The Ministry of Fisheries, Forestry, the Environment and Sustainable Development; the Ministry of Investment, Trade and, Commerce and the Ministry of Tourism led a collaborative taskforce to take a proposal to the Cabinet to reduce pollution through the phasing out of one-use plastic bags, Styrofoam containers, and plastic food utensils. This first phase is estimated to be done by April 22, 2019 and was done through the collaborative efforts of the Department of the Environment, Customs Department, BELTRAIDE, Directorate General of Foreign Trade, and Solid Waste Management Authority. Cabinet approved the proposal of Tuesday, March 20, 2018.

Phasing out of these items is a necessary pollution control measure to protect both the terrestrial and marine environments. Biodegradable alternatives, manufactured from plant-based materials, already exist on the Belizean market. Often times, those items are used only once before they are disposed of, lasting decades in a garbage dump or, more unfortunately, existing as waste on the side of highways, in rivers, along coastlines, and in the sea, causing harm to the fauna.

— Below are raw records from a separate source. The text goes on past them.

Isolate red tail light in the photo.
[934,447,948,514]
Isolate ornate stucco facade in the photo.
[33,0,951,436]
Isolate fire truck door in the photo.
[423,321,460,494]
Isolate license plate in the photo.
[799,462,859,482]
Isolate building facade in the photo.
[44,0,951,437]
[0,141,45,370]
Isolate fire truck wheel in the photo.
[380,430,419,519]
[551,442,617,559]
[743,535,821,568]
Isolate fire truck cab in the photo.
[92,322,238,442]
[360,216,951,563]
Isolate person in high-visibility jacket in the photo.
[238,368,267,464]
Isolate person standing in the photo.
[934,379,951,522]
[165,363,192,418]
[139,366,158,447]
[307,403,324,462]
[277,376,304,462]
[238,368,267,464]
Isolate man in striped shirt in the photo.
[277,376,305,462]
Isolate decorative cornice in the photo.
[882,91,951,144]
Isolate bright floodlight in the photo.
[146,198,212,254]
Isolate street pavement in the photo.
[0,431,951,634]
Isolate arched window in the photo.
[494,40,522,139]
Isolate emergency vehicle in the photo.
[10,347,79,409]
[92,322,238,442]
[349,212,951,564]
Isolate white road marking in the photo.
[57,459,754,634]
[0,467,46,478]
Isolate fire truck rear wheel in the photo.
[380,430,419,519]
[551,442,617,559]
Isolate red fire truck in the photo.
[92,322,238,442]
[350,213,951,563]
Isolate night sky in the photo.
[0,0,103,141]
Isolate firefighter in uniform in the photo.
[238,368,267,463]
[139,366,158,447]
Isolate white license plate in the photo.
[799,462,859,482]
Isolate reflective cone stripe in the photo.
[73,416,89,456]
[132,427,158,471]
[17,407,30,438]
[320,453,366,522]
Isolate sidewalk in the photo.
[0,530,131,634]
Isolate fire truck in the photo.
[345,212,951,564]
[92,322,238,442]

Annual clean-up campaigns are costly and the brunt of the burden is usually felt by volunteers and relative agencies. In the municipal waste stream, plastic and Styrofoam comprise about 19% of the volume, and therefore 19% of the cost of national solid waste management.

This form of pollution is a global concern as large floating piles of debris can be found in the Caribbean Sea as well as other major bodies of water. Because they are carried by these bodies of water, the piles are often difficult to track and costly to clean up, especially when they make their way into the Belize Barrier Reef.

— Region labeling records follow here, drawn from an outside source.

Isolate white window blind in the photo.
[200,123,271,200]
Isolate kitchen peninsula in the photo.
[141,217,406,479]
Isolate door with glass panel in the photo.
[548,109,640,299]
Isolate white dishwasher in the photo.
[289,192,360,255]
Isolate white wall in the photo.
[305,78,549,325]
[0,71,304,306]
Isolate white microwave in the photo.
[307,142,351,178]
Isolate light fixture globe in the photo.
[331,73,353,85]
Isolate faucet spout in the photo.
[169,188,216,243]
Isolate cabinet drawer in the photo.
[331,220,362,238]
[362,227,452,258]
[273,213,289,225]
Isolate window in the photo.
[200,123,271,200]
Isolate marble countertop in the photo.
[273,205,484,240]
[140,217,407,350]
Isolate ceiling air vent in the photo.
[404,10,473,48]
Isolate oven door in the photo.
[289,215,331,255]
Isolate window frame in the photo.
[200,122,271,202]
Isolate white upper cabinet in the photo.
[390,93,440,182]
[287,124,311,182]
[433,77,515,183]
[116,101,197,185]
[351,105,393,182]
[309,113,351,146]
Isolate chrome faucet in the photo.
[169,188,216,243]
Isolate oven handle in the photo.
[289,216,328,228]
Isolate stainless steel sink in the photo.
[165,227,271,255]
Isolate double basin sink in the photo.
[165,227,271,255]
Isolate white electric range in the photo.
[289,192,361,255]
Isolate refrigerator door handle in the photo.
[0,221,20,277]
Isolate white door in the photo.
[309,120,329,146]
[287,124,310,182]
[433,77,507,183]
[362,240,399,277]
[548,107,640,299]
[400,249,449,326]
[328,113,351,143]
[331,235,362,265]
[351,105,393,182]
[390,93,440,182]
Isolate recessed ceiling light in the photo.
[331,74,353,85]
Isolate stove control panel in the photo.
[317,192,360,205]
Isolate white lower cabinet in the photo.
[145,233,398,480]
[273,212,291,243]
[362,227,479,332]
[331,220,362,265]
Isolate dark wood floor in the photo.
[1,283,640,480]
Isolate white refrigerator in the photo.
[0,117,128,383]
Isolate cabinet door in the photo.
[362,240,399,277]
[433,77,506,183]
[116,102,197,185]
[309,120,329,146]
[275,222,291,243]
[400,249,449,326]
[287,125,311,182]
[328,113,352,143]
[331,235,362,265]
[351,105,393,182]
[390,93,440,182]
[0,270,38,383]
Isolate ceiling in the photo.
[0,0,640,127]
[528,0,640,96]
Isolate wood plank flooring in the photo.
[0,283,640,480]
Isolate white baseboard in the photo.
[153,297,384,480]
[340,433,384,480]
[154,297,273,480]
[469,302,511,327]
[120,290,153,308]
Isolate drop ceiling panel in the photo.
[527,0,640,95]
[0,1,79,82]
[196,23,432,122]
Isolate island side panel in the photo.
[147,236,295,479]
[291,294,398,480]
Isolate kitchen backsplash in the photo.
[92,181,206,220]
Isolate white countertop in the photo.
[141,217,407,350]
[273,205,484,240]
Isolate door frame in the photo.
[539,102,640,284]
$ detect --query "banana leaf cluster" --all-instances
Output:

Belize is not the first to take this initiative. It has not been long since Hon. Romauld Ferreira, Minister of Environment and Housing in the Bahamas, announced a plan to ban plastic bags in the country. This announcement reportedly came after a youth delegation from the environmental NGO Bahamas Plastic Movement (BPM) traveled from Eleuthera to Nassau to advocate for a nationwide ban on plastic bags for the country.

According to the founder of BPM, Kristal Ambrose, given the abundance of plastic and other one-use and disposable material, their goal is “to see a reduction in plastic bag use and plastic bag litter in the country; however our ultimate goal is to have a complete ban on plastic bags and Styrofoam for the entire Bahamas by the year 2020.”

Just like in Belize, the tourism sector plays a great role toward total revenue collection in the Bahamas. Representatives from BPM said if the rate of plastic pollution on beaches increases, it could cause up to US $8.5 million in tourism losses annually for the country.

Before their meeting with Minister Ferreira, the students participated in a Youth Activism Workshop hosted by BPM. Over the course of four days, students learned to conduct social science surveys to gather data on the amount of plastic bags used by locals on a daily basis. The students even learnt about the legislative process of The Bahamas, with the help of Ronique Carey, a Bahamian lawyer. After reviewing several case studies of countries around the world with effective plastic bag bans in place, the students successfully drafted a legally binding bill for a plastic bag regulation for The Bahamas, which was then presented to the Minister. The first phase of the proposed regulation requested a levy on plastic bags for businesses and an imposed plastic bag tax for consumers wishing to receive a plastic bag at the point of sale. As a result, Minister Ferreira proposed to ban plastic bags completely in The Bahamas, followed by various types of single-use plastics such as polystyrene.

In Belize, the NGO Oceana issued a release congratulating the government on the phasing of bags and Styrofoam and food utensils. The release quotes Oceana’s Vice President, Janelle Chanona saying that, “this policy change will once again place Belize among the world leaders in the safeguarding of our natural resources from the harmful effects of single use plastics and Styrofoam,” she added that, “We are confident that by localizing the experiences of Caribbean countries like Antigua and Barbuda and our friends in Taiwan, this shift can be both successful and beneficial on multiple fronts”.